Just how many people do you think buy miniatures? Its not that big a market and GW advertising budget is almost certainly larger than the total capitalization of Proxy War. I did not say that they won't make living doing what they are doing but they offer no threat to GW. They simply don't have enough money

Double A:

I talked to these guys at the Expo. They already have their printers and their minis were high quality. I played a demo one day. Far as I know, I was the only person to break part of a single piece all weekend, and that was because it was a prototype model. The main ones were far more resilient.

These guys are/were in talks for deals with Schock Mercenary and Erfworld. They are not pissing around.

Deals with IPs that a fraction of the players of 40k have ever heard of does not make them a threat to GW

While I do not think this is an operation large enough, to rattle GW, I sure do hope they manage to make money on this. GW's miniatures work well as armies in battle games, but are lacking as RPG figures: too similar, too little customization. I backed Proxy Wars simply as a way to get miniatures for my Dark Heresy game, which oddly enough are not something GW provides figurines for. (I am planning to make them generic enough not to give GW any bait for inevitable lawsuits, those vultures)

HA! Fucking called it.

I'll bet Games Workshop is shitting its pants right now. If not, well then they are idiots. I hope this takes the world by storm. I know a hell of a lot of people that are going to be very happy with this.

albino boo:
[

No they didn't say that about computers. Computers have been used by business since the 1950s. I grew up in the early days of home computing my first machine was a ZX81 which was in about 1981 or 1982 and no point did I hear anyone say that their isn't a demand for computers. Furthermore in my 40 years I never have desperately needed a piece of plastic that I couldn't buy in the 4 hours that it takes to print something using a 3D printer.
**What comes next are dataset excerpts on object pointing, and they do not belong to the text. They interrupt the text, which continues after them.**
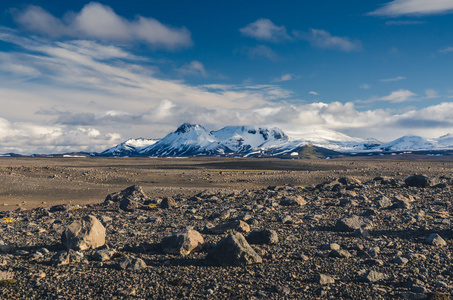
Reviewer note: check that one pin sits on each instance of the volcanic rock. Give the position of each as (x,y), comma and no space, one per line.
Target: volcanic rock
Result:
(352,223)
(182,242)
(132,263)
(233,250)
(87,233)
(265,236)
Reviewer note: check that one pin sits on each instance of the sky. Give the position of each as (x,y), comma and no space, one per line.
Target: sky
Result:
(84,76)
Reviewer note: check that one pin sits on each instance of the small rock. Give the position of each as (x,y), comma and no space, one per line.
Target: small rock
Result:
(332,246)
(87,233)
(265,236)
(340,254)
(293,201)
(371,276)
(182,242)
(167,202)
(325,279)
(419,181)
(400,260)
(436,240)
(67,257)
(236,225)
(352,223)
(104,254)
(233,250)
(132,263)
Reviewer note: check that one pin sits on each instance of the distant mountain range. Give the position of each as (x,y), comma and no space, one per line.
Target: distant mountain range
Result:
(258,141)
(261,141)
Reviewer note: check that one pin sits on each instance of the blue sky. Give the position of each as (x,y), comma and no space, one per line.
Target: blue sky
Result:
(80,75)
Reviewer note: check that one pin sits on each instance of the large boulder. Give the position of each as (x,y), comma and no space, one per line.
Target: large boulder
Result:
(87,233)
(131,263)
(134,192)
(182,242)
(352,223)
(233,250)
(167,202)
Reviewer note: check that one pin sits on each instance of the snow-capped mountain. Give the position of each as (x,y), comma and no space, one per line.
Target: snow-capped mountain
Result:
(129,147)
(187,140)
(243,139)
(333,140)
(190,140)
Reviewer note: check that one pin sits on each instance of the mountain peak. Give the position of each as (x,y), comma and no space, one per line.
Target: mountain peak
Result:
(186,127)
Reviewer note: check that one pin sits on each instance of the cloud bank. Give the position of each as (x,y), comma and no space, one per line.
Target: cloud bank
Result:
(414,7)
(100,22)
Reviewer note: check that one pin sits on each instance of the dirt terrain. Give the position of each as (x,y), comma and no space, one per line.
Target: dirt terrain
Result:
(215,228)
(32,182)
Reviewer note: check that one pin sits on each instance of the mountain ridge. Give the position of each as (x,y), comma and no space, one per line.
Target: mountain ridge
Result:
(263,141)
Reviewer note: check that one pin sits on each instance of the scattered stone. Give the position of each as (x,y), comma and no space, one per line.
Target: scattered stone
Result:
(371,276)
(436,240)
(60,207)
(400,260)
(332,246)
(340,254)
(84,234)
(134,193)
(67,257)
(419,181)
(104,254)
(352,223)
(236,225)
(382,202)
(265,236)
(128,204)
(132,263)
(286,219)
(325,279)
(233,250)
(441,284)
(167,203)
(182,242)
(293,201)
Just how many people do you think buy miniatures? Its not that big a market and GW advertising budget is almost certainly larger than the total capitalization of Proxy War. I did not say that they won't make living doing what they are doing but they offer no threat to GW. They simply don't have enough money

It wasn't a matter of there being a demand for computers or not, but for there being a demand for them in the home. We simply can't tell how much of an impact this company might have because no one has ever been able to offer large numbers of customized figures at a low price before. Tabletop games are a niche market to be sure but it's still a market that has room for a company to start from nothing and prosper (ex. Privateer Press).

I don't play any tabletops or am interested in these miniatures, but I have friends that love everything tabletop, so I kind of know what's going on. From reading the article, I have to say this sounds like a brilliant idea.

It could well push the ridiculous prices for those models down. With my friends in mind, I wish these guys luck with their miniatures.